[Web-SIG] WSGI adoption

Alan Kennedy py-web-sig at xhaus.com
Fri Nov 26 00:22:09 CET 2004


[Peter Hunt]
 >> I'd suggest simply using plain Python as a configuration file format.
 >> It's just as easy to understand and far more flexible than
 >> ConfigParser.

[Phillip J. Eby]
 > Flexibility of specifying the content isn't really a plus here.  End
 > user editability, and *sectionability* are more important.  That is, it
 > should be easy to have sections for the app, the web server, and general
 > WSGI information.  For that matter, it should be possible for me to
 > include settings for both mod_python and Twisted in the same
 > configuration file, such that each one sees only the parts it cares
 > about.  That way, an application developer can minimize the tuning
 > knowledge needed by an application deployer, for platforms the developer
 > cares about.
 >
 > IMO, most of the content of the deployment configuration is either going
 > to be constants or filenames.  For filenames, ConfigParser lets you
 > interpolate variables, so if you want brevity of expression you can
 > still do that without going to the full generality of Python.

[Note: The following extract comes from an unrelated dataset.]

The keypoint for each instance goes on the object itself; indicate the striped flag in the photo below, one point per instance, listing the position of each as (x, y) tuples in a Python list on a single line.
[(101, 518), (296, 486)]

Since I don't have a specific proposal myself, I don't want to criticise 
approaches.

But on reading the docs for ConfigParser, I think that it doesn't have 
encoding support(?). Meaning that configuring internationalised strings 
will be complex, which will definitely be problematic in a world where 
most filesystems acccept unicode file names, for example.

Python has a simple and clear mechanism for declaring file encodings: 
it's definitely my favoured option.

I understand Carlos' arguments against having end-users edit python 
files/write programs to configure their servers. But python code 
containing simple name/value pairs, lists and mappings is also pretty 
simple to read and write.

Maybe we could restrict the structure of such python config files, so 
that framework authors couldn't force users to learn, for example, 
metaclasses to configure their software? It needn't be a 
rigidly-enforced restriction, i.e. checked by an algorithm, but just a 
line-in-the-sand statement in the spec. Something like "WSGI 
configuration files may only contain simple python assignments to single 
objects, lists of objects or dictionaries of objects. They may not 
contain class definitions, function definitions, import statements, etc, 
etc."?

And lastly, it's got to be said: although we may dislike the awkwardness 
and rigidity of XML, it is almost universally understood, at all levels 
of technical ability. It is universally supported in all python 
environments, and it handles encodings and i18n very gracefully.

Regards,

Alan.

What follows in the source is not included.